This panel compares and connects loyalties in early modern Asia to further deconstruct the national boundaries in the historiography of the region and to put the region in a more global perspective. By using the comparative method, the panel highlights commonalities and differences within the region that are less obvious when historical analyses are framed within national boundaries. Jiani He’s paper focuses on the Qing and Ottoman translation regimes to compare the ways the two empires exercised universal power across linguistic boundaries. In doing so, it also provides an explanation for the divergent historical trajectories upon the break-up of the two empires in the early twentieth century.

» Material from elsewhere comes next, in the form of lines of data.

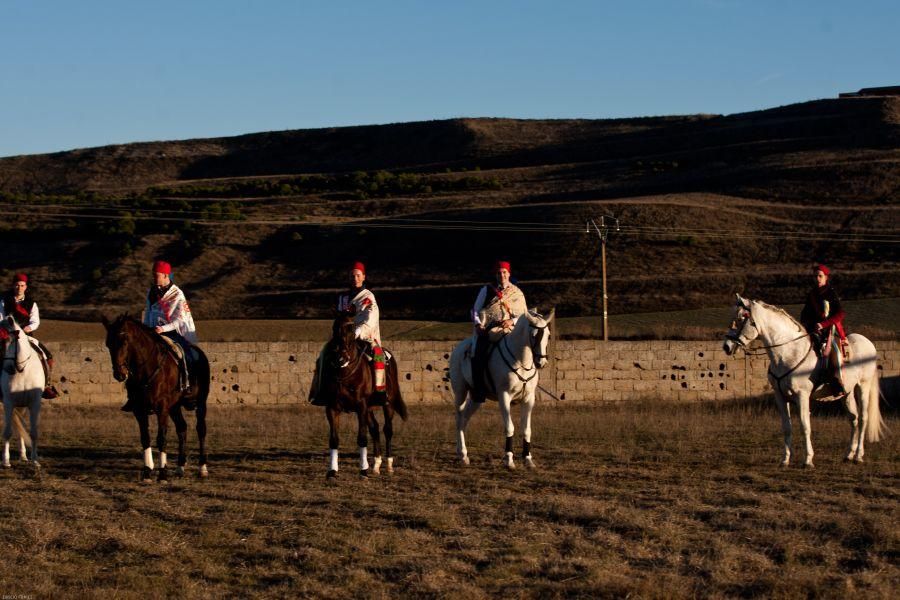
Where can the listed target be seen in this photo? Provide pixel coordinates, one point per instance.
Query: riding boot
(479, 359)
(50, 391)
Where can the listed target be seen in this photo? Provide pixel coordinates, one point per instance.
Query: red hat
(163, 267)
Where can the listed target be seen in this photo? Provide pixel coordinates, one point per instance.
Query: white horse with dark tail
(22, 383)
(512, 375)
(794, 371)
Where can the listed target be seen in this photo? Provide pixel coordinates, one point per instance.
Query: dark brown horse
(142, 359)
(347, 382)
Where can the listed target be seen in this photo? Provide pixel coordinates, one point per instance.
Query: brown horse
(142, 359)
(348, 384)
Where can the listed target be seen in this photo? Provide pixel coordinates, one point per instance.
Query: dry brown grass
(648, 500)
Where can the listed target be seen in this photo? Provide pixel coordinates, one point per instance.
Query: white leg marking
(333, 460)
(363, 458)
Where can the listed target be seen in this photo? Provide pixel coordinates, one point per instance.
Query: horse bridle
(535, 353)
(19, 366)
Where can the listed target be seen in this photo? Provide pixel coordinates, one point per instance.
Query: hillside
(262, 225)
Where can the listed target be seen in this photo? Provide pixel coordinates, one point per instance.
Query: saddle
(178, 355)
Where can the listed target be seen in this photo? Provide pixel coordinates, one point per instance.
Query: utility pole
(606, 222)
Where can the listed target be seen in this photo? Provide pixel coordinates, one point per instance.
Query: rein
(535, 356)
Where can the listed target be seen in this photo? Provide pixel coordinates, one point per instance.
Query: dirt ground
(647, 500)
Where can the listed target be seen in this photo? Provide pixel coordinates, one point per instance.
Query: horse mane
(779, 310)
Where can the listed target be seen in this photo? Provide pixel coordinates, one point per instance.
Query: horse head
(743, 328)
(118, 342)
(540, 335)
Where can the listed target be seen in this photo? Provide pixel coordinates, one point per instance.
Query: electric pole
(606, 222)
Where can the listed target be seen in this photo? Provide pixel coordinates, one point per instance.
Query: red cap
(163, 267)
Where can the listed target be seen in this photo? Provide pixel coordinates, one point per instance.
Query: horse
(793, 371)
(142, 359)
(22, 383)
(348, 384)
(512, 372)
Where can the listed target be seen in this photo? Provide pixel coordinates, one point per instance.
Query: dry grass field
(652, 500)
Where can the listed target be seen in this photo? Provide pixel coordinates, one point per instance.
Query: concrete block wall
(580, 371)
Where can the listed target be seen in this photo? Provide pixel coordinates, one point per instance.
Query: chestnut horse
(348, 384)
(142, 359)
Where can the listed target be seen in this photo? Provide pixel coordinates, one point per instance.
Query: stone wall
(581, 371)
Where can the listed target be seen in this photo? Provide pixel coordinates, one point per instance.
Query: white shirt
(172, 313)
(367, 315)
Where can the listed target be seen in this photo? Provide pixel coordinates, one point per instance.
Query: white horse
(22, 382)
(512, 373)
(794, 368)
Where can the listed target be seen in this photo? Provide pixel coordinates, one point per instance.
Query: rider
(168, 312)
(361, 301)
(24, 310)
(823, 318)
(494, 314)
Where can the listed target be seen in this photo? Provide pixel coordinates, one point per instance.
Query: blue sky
(89, 73)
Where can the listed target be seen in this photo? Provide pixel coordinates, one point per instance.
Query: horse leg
(7, 431)
(333, 421)
(144, 426)
(34, 416)
(376, 441)
(388, 436)
(508, 426)
(525, 424)
(362, 441)
(162, 426)
(805, 427)
(203, 473)
(862, 395)
(464, 411)
(181, 430)
(784, 410)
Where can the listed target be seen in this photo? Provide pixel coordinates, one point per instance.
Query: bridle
(536, 355)
(735, 336)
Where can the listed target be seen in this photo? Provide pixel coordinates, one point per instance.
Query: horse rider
(494, 314)
(168, 312)
(24, 310)
(361, 301)
(823, 318)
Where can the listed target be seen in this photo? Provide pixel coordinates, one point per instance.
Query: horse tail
(203, 379)
(875, 427)
(19, 424)
(397, 401)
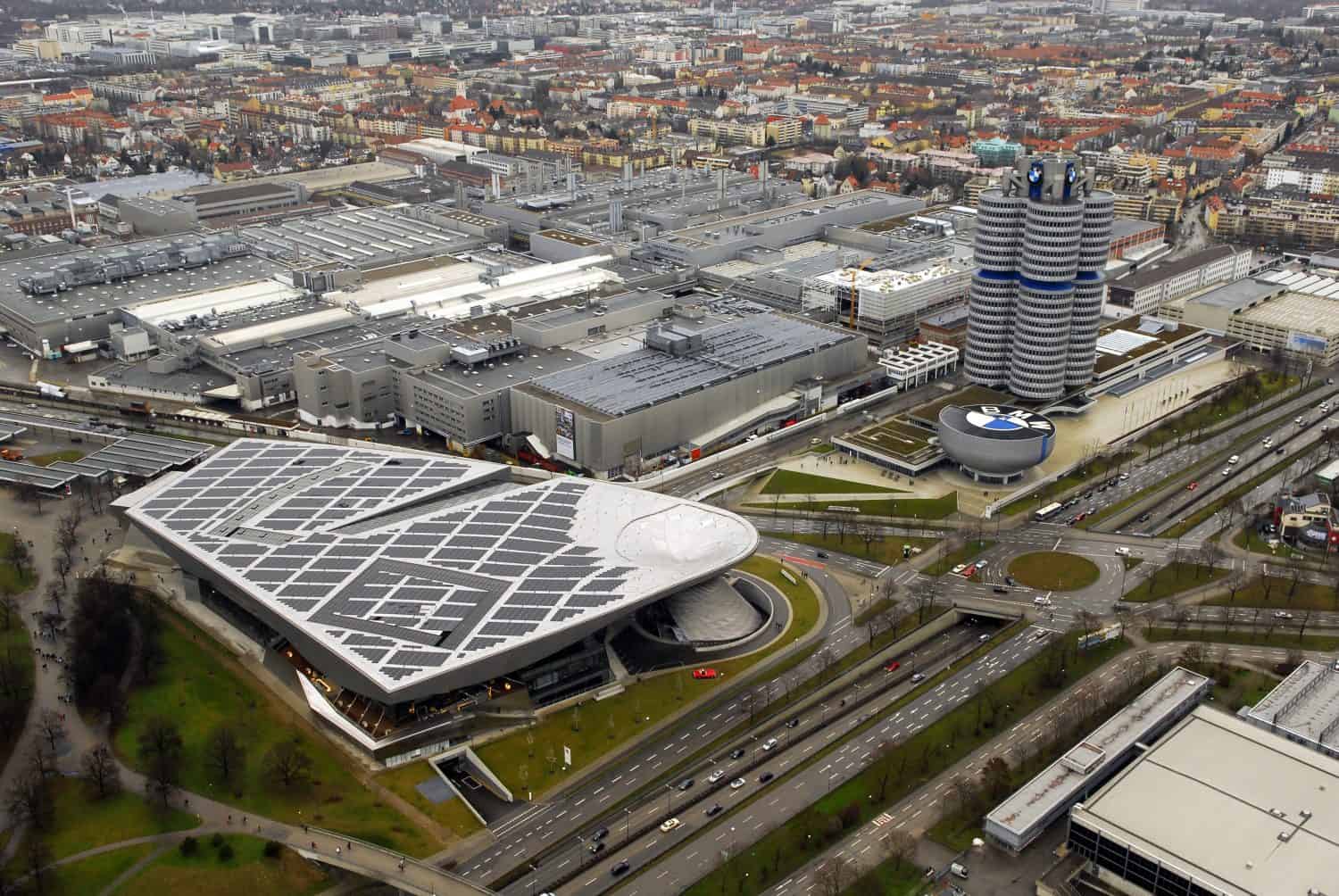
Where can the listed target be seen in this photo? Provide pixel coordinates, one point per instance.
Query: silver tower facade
(1042, 241)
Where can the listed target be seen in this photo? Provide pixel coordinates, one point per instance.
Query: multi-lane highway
(687, 852)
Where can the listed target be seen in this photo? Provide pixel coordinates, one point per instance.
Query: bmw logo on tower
(995, 442)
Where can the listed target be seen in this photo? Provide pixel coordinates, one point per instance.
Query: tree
(225, 754)
(288, 765)
(161, 749)
(99, 770)
(835, 876)
(51, 729)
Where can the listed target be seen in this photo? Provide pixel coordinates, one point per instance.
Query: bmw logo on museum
(995, 442)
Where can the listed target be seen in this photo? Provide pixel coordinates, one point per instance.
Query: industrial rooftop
(394, 567)
(1237, 810)
(643, 377)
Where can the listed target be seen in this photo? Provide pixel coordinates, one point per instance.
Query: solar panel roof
(366, 553)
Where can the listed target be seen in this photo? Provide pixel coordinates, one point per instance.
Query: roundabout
(1052, 571)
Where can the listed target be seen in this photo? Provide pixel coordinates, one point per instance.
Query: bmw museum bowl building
(995, 442)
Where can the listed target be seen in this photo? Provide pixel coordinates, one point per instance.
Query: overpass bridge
(377, 863)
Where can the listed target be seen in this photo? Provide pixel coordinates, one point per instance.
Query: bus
(1049, 510)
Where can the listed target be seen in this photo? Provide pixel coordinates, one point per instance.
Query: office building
(1042, 241)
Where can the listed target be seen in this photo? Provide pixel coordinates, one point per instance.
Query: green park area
(806, 484)
(964, 553)
(1173, 579)
(902, 769)
(94, 874)
(452, 813)
(1052, 571)
(69, 456)
(1279, 593)
(225, 866)
(1245, 393)
(904, 508)
(530, 759)
(279, 767)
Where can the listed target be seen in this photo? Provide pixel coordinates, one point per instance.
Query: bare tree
(99, 770)
(225, 754)
(51, 729)
(288, 764)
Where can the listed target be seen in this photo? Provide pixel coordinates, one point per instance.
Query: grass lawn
(82, 823)
(246, 872)
(908, 508)
(886, 550)
(1245, 636)
(963, 555)
(452, 813)
(11, 583)
(200, 686)
(69, 456)
(1277, 593)
(600, 726)
(928, 753)
(1172, 579)
(91, 875)
(800, 483)
(1054, 571)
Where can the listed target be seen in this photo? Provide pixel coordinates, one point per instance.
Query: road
(533, 828)
(696, 847)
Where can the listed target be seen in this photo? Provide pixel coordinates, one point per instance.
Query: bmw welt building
(409, 590)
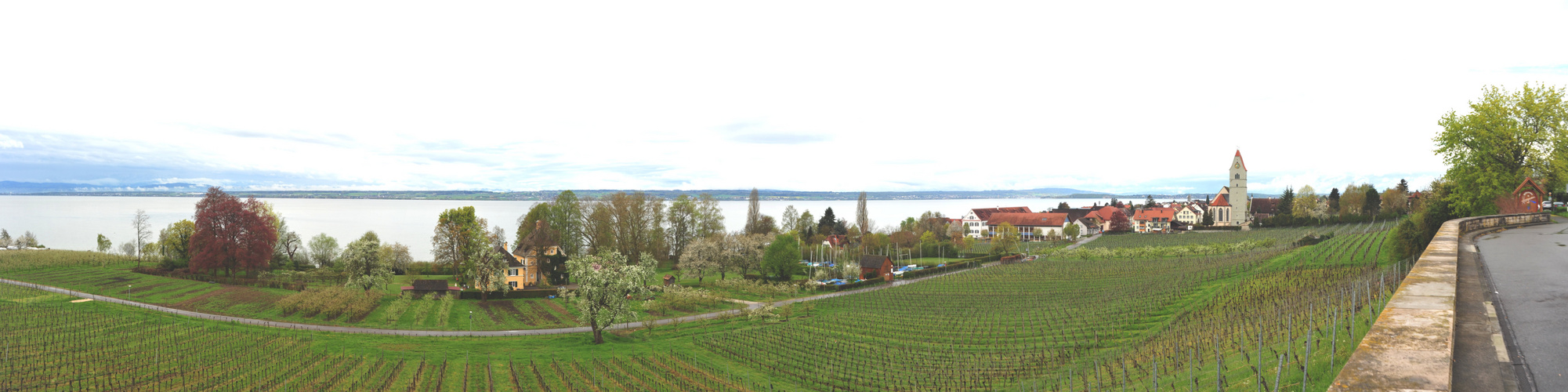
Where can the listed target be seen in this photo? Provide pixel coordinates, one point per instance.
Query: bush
(758, 288)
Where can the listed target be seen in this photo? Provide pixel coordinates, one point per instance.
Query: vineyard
(1281, 236)
(57, 346)
(1267, 319)
(1088, 325)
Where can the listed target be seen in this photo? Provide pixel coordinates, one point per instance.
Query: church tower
(1240, 203)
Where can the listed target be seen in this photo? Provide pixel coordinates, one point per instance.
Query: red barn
(874, 266)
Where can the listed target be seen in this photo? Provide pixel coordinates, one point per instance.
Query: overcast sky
(831, 96)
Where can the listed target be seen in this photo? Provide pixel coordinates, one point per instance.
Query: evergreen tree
(1372, 203)
(753, 212)
(825, 225)
(1286, 203)
(1333, 200)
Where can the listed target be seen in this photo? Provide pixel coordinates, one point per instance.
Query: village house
(526, 267)
(1153, 220)
(1046, 223)
(1190, 214)
(976, 220)
(874, 266)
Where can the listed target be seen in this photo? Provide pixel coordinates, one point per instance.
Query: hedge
(512, 296)
(841, 288)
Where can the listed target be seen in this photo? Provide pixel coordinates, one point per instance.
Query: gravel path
(549, 332)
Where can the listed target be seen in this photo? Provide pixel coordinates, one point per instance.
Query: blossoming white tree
(606, 286)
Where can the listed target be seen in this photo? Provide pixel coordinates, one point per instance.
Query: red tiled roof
(1220, 201)
(1154, 212)
(1032, 219)
(985, 214)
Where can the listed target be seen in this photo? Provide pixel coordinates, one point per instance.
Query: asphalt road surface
(1529, 270)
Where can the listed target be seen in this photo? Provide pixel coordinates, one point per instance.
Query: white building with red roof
(976, 220)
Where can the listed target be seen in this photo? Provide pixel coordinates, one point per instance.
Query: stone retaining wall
(1411, 344)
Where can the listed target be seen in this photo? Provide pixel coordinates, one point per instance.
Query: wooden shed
(874, 266)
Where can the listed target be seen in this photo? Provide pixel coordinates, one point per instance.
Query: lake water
(76, 222)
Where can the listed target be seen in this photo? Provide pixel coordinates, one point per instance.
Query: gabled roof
(1074, 214)
(874, 261)
(985, 214)
(1264, 206)
(1530, 183)
(1032, 220)
(1220, 201)
(1154, 212)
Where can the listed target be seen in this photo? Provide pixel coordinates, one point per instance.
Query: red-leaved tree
(1120, 223)
(231, 234)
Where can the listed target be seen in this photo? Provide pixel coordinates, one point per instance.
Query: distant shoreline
(720, 195)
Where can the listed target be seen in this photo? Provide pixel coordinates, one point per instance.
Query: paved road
(549, 332)
(1529, 272)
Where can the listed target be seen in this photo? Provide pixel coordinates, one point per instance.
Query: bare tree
(143, 233)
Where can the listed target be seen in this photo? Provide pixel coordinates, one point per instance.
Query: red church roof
(1220, 201)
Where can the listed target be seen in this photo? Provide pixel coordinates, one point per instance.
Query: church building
(1231, 206)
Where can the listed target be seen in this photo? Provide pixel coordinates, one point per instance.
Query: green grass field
(1211, 322)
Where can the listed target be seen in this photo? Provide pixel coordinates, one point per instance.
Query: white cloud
(9, 143)
(866, 96)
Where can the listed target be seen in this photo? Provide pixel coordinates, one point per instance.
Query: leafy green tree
(526, 223)
(781, 258)
(606, 286)
(703, 256)
(681, 225)
(488, 270)
(458, 234)
(1372, 203)
(324, 250)
(176, 239)
(397, 256)
(363, 264)
(567, 217)
(1507, 137)
(1005, 239)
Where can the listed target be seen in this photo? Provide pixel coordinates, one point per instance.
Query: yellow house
(524, 269)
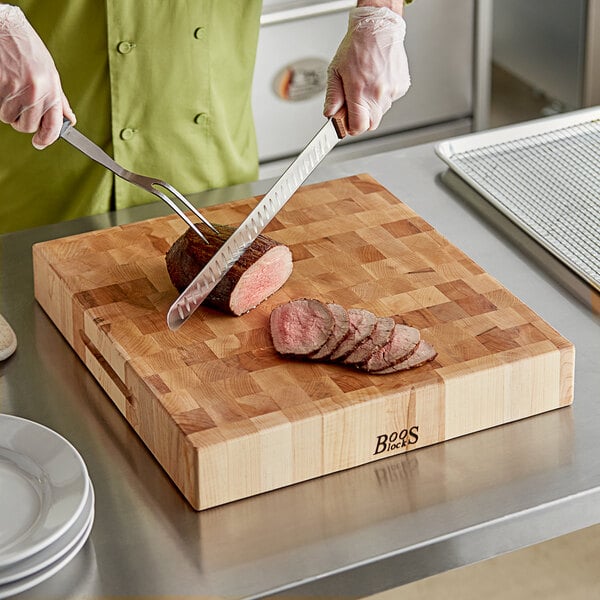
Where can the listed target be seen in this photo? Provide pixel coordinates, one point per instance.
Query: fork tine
(185, 202)
(176, 208)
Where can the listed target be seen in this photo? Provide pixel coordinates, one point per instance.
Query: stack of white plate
(46, 504)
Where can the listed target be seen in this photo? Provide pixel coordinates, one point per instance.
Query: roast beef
(423, 353)
(300, 327)
(382, 332)
(308, 328)
(362, 323)
(401, 345)
(263, 268)
(341, 325)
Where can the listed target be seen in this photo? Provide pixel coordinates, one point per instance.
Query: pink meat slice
(401, 345)
(423, 353)
(261, 280)
(341, 326)
(300, 327)
(362, 323)
(381, 334)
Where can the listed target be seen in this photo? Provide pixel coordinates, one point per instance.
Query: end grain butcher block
(227, 417)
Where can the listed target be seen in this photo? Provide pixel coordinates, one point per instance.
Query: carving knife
(227, 255)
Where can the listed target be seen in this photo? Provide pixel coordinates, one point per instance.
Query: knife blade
(315, 151)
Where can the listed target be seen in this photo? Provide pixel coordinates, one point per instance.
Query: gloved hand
(370, 68)
(31, 96)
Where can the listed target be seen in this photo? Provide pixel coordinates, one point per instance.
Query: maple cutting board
(227, 417)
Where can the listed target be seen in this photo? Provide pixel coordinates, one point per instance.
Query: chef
(164, 88)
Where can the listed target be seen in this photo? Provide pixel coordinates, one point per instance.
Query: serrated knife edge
(262, 214)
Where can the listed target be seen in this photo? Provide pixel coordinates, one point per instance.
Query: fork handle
(85, 145)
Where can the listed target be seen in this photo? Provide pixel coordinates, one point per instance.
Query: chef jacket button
(127, 133)
(125, 47)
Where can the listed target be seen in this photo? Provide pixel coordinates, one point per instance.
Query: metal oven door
(298, 40)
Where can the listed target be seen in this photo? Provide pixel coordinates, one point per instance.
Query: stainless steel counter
(352, 533)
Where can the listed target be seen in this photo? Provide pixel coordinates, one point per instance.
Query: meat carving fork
(150, 184)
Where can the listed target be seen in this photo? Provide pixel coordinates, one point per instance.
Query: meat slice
(381, 334)
(341, 326)
(401, 345)
(263, 268)
(362, 323)
(423, 353)
(300, 327)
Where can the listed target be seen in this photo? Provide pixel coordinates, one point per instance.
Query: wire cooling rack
(545, 177)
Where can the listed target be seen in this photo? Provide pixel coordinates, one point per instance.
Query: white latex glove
(31, 96)
(370, 68)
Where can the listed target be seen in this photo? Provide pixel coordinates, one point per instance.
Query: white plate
(44, 485)
(16, 587)
(44, 558)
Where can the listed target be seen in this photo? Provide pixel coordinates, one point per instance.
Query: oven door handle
(304, 12)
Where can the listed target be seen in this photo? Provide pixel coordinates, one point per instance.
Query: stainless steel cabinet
(298, 39)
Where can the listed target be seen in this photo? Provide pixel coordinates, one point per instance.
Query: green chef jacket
(163, 86)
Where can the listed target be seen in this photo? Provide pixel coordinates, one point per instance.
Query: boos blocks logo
(387, 442)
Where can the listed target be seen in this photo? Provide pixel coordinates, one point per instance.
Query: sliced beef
(362, 323)
(300, 327)
(423, 353)
(401, 345)
(308, 328)
(341, 326)
(381, 334)
(259, 272)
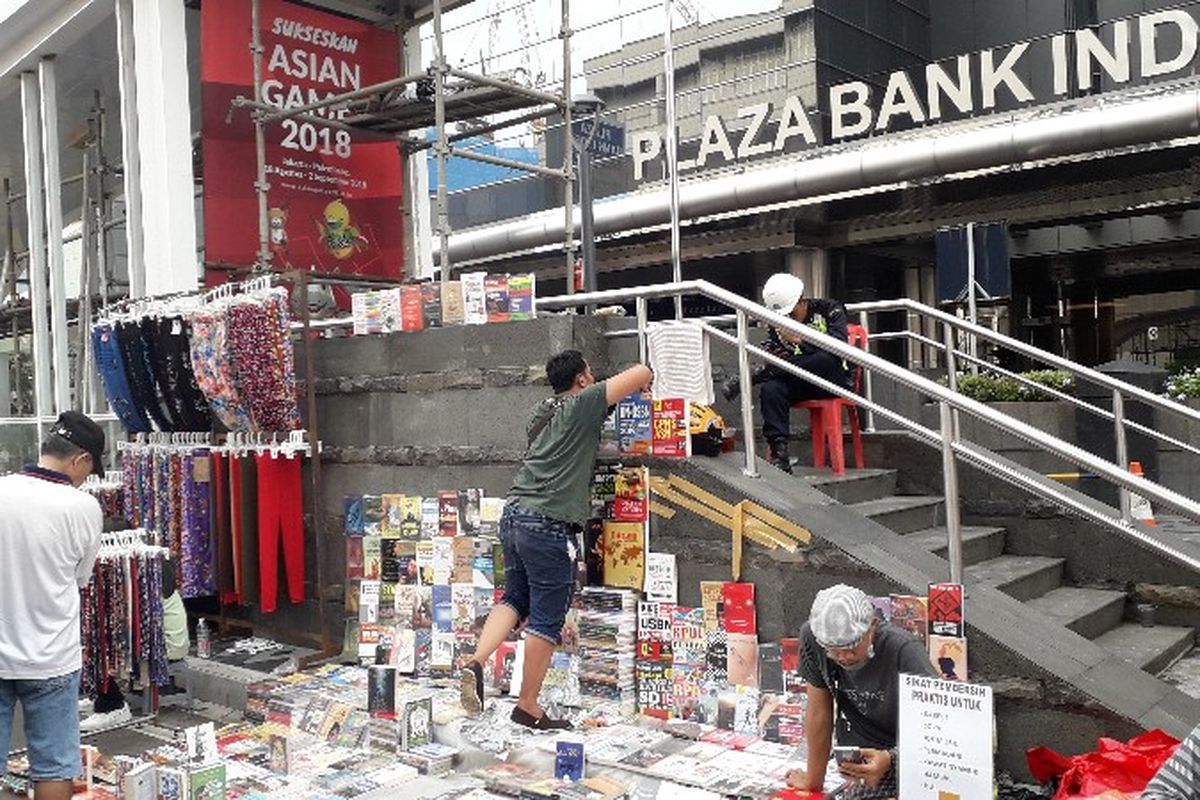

The panel also employs the connective method, reconstructing loyalties across state boundaries that are often left invisible within national units of historical analysis. Kathlene Baldanza’s paper looks at an 1856 Vietnamese gazetteer to analyze how the educated elite of Vietnam participated in a trans-regional culture of knowledge that transcended the political boundaries of Vietnam and China. It shows these Vietnamese scholars to be loyal both to classical Chinese texts and to Vietnam as a center of their community of knowledge. Jaymin Kim’s paper centers on Koreans in the Ming-Qing transition period (1630s-1660s) who remained loyal to Ming, looking at how this phenomenon of loyalty across state boundaries came to be remembered as a universal ideal transcending dynastic loyalty in both China and Korea.
Through this panel, we hope to highlight the multiplicity of loyalties in early modern Asia at the edges of state boundaries as well as the importance of adopting a regional perspective that goes beyond today’s national borders and linguistic boundaries.